Neuen Chancen nutzen aber auch kritisch bleiben
Doch sie müssen diese grosse Chance nutzen und dank frei werdender Ressourcen damit zur Wertschöpfung des Unternehmens beitragen und auf relevante Veränderungen und Trends schnell und adäquat reagieren. Das heisst aber auch: Den Menschen in den Mittelpunkt stellten und nicht nur Kosten zu sparen und immer mehr an Algorithmen abzudelegieren. Ebenso wird das HR aber auch in der Pflicht stehen, die Grenzen der Digitalisierung zu erkennen, einzugreifen, wenn Datenschutz und Privatsphäre gefährdet sind und jene Bereiche orten, bei denen menschliche Fähigkeiten und Stärken auch der besten KI noch immer haushoch überlegen sind. Und davon gibt es noch immer viele.
Künstliche Intelligenz wird überschätzt
Chris Boos, eine Koryphäe auf dem Gebiet der künstlichen Intelligenz, ist felsenfest davon überzeugt: „Künstliche Intelligenz wird nie mehr können als der Mensch, der sie erschafft. Maschinen können einen Rembrandt malen, aber keinen Kubismus erfinden. Der Mensch hat Kreativität und Innovationskraft.
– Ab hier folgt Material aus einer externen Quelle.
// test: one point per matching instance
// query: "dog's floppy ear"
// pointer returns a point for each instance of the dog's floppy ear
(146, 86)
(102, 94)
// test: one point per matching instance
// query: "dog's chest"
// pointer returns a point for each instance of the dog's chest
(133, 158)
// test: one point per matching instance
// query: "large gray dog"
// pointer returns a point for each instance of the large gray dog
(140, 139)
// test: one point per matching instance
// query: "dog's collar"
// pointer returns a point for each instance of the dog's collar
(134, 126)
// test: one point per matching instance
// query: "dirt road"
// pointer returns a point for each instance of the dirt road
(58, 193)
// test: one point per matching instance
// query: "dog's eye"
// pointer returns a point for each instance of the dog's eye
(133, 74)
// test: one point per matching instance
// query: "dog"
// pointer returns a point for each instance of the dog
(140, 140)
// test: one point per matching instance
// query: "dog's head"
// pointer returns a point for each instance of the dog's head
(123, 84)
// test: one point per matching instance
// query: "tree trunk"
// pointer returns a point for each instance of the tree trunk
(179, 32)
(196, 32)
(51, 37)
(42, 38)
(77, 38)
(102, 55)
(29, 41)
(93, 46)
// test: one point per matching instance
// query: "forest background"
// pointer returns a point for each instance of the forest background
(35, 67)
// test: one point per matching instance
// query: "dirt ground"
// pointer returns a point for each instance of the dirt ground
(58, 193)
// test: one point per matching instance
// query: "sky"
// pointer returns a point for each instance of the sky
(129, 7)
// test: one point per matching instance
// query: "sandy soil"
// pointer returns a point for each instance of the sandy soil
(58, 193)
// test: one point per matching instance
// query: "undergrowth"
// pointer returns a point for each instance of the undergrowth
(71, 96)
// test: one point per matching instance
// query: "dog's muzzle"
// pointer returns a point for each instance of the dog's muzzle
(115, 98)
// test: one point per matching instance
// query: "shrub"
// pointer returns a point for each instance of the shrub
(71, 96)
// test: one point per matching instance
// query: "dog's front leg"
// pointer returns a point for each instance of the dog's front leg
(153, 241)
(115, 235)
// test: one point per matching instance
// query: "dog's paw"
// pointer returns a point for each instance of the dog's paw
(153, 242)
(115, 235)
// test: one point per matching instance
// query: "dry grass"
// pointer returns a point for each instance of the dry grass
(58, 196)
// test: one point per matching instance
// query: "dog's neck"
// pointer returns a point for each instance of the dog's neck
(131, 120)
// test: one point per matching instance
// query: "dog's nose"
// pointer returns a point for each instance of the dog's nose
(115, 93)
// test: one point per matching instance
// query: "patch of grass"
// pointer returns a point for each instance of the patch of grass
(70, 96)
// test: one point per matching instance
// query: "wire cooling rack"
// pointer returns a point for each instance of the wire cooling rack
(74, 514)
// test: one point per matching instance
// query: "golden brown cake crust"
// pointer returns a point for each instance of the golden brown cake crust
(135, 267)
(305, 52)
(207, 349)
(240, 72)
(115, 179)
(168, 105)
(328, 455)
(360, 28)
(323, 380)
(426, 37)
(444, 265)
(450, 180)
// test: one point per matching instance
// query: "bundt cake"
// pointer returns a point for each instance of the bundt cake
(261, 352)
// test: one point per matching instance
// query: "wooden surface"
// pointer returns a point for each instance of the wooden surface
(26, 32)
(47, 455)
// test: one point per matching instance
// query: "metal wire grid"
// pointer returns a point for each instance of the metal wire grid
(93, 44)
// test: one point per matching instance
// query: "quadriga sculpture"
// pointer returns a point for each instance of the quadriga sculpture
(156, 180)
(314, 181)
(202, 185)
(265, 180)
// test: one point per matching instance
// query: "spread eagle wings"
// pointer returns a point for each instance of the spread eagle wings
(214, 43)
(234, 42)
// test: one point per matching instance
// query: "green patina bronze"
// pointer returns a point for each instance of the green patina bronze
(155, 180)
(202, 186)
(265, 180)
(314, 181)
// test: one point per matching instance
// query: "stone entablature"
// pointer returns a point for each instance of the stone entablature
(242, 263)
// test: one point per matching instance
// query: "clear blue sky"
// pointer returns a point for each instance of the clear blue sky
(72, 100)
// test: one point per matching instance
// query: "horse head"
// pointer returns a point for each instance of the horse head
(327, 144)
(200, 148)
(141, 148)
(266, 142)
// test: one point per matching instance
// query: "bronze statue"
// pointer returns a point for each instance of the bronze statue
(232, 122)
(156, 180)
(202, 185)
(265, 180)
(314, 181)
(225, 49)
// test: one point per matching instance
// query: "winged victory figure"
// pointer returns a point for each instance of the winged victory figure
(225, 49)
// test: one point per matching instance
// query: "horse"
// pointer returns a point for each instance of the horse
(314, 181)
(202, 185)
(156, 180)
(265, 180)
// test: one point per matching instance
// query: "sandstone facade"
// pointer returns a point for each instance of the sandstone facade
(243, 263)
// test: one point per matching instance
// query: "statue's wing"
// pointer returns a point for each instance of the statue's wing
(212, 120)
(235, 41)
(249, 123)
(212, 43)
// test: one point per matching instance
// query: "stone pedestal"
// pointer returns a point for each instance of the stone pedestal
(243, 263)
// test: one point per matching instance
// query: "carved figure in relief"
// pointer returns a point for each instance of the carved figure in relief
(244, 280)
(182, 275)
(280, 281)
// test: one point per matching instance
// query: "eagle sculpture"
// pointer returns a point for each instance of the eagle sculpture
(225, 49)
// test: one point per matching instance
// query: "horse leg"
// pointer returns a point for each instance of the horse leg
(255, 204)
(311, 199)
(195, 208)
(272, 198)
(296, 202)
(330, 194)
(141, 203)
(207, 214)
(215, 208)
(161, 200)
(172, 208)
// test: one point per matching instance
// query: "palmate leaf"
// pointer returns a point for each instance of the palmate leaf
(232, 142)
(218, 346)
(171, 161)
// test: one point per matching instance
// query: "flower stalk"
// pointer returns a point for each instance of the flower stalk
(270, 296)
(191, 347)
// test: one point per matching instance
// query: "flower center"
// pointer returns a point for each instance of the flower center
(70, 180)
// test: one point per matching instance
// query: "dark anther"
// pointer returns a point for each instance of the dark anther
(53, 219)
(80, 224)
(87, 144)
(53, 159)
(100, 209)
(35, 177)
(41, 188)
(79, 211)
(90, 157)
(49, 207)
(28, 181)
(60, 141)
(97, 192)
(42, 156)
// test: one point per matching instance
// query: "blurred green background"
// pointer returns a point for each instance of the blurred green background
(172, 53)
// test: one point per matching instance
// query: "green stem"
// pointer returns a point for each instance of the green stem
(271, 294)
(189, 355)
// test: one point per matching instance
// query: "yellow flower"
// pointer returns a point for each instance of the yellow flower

Das macht ihn auch in 40 Jahren noch jeder Maschine überlegen“. Eine Aussage, die genau so für das HR gilt: Chatbots werden Standardfragen beantworten und Anforderungslisten abhaken können, aber nie Sozialkompetenzen, Cultural Fit und Menschenbild eines Kandidaten nuanciert und differenziert genug beurteilen können.